Ces trois ravissantes gorgones ont en commun plusieurs caractéristiques. Elles présentent des traits inhumains et terrifiants, leur tête est recouverte d’écailles de serpent quand les dits serpents ne sont pas enroulés autour de leur taille ou font office de chevelure. C’est d’ailleurs le cas dans la version que nous propose le Caravage, portrait étant, ne t’en déplaise, une version plutôt sexy de Méduse. Ajoutons à cela de grands crocs d’entre lesquels sort une langue démesurée dans une bouche en rictus. Les yeux exorbités et terrifiants forment un regard qu’on ne peut croiser sous peine de mourir pétrifié.

La simple description de Méduse suffit à démontrer que ce personnage possède toutes les qualités requises pour faire figure de heurtoir. Seulement ce n’est pas si simple. En effet si le stratagème fonctionnait parfaitement, même les propriétaires n’oseraient plus entrer chez eux. Or, la tête de Méduse est avant tout destinée à effrayer les étrangers à la maison, pas ses habitants.

Qui est vraiment Méduse ? Quels sont ses réseaux ?

Lorsque Persée décapita Méduse, le sang jaillit des deux veines de son cou. De la veine gauche coula un sang empoisonné tandis que de la veine droite s’écoula un sang capable de ressusciter les morts. De cette blessure ensanglantée naquirent Pégase, le cheval ailé transgénique, et Chrysaor, équidé tout à fait ordinaire.

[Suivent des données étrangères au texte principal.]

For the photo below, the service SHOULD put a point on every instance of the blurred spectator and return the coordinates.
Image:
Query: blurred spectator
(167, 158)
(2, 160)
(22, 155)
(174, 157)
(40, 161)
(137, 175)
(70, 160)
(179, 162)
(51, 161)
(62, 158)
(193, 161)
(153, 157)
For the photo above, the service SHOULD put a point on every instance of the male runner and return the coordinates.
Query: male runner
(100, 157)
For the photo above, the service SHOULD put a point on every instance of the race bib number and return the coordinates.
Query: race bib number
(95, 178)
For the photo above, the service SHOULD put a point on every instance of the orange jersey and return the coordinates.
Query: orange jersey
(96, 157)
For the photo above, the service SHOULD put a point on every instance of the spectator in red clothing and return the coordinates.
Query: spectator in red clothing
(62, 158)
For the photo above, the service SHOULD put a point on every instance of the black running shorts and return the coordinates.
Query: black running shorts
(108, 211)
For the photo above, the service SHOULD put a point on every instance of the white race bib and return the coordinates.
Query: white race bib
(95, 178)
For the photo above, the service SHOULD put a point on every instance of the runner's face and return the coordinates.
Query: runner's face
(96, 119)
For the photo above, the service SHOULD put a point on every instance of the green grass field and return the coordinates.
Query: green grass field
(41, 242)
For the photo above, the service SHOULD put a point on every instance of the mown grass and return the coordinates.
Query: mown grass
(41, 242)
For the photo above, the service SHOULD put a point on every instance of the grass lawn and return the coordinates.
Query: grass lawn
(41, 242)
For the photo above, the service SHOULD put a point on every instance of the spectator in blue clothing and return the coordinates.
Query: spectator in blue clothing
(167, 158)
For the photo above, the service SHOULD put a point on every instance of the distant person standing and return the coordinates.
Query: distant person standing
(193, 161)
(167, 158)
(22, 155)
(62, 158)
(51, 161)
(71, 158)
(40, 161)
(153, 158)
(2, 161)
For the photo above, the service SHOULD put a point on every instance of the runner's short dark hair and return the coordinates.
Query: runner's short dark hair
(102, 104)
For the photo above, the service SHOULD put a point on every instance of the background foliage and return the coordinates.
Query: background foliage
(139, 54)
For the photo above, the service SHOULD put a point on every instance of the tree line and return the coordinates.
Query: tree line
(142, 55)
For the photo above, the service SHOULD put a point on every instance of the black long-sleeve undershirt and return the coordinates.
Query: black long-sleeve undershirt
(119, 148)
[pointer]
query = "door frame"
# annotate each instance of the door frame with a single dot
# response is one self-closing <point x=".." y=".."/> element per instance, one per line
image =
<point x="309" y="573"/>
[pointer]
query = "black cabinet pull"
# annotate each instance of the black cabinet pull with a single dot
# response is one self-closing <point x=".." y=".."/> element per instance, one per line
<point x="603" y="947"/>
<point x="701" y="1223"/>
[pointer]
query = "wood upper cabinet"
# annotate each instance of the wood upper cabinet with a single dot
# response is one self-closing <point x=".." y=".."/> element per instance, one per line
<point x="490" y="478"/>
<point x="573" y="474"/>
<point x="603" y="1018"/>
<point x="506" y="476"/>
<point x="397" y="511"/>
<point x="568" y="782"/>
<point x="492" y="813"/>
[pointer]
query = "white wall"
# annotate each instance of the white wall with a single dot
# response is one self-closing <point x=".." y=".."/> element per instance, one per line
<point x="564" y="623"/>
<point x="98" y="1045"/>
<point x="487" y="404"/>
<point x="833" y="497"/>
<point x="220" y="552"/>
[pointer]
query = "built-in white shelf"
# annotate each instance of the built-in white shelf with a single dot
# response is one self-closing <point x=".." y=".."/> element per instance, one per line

Méduse est donc un personnage équivoque. Même morte, elle est capable de foudroyer de mort ou de (re)donner la vie par le seul pouvoir de son sang.

Antoine Bourdelle (1861-1929), Marteau de porte figurant la tête de Méduse. Plâtre, 1925. © Musée Bourdelle

Souviens-toi qu’elle est couverte de serpents. Or le serpent possède précisément les mêmes pouvoirs que Méduse : sa morsure peut être fatale et on l’a longtemps soupçonner d’hypnotiser les humains (car le serpent n’a pas de paupière ce qui lui donne un regard persistant). Enfin, son venin est depuis des temps immémoriaux l’ingrédient nécessaire à de nombreux médicaments.

Par ailleurs, Méduse résidait en Libye. C’est également en Libye que l’on retrouve la trace d’une des plus anciennes déesses-mères dont la principale caractéristique est d’être liée au culte du serpent, un animal chtonien apparenté à la naissance, à la mort et à la renaissance. La preuve en est qu’on trouve un serpent dans quasiment tous les mythes fondateurs de toutes les religions (pense aux deux naturistes qui écoutent les conseils diététiques de la bestiole au début d’un bouquin connu).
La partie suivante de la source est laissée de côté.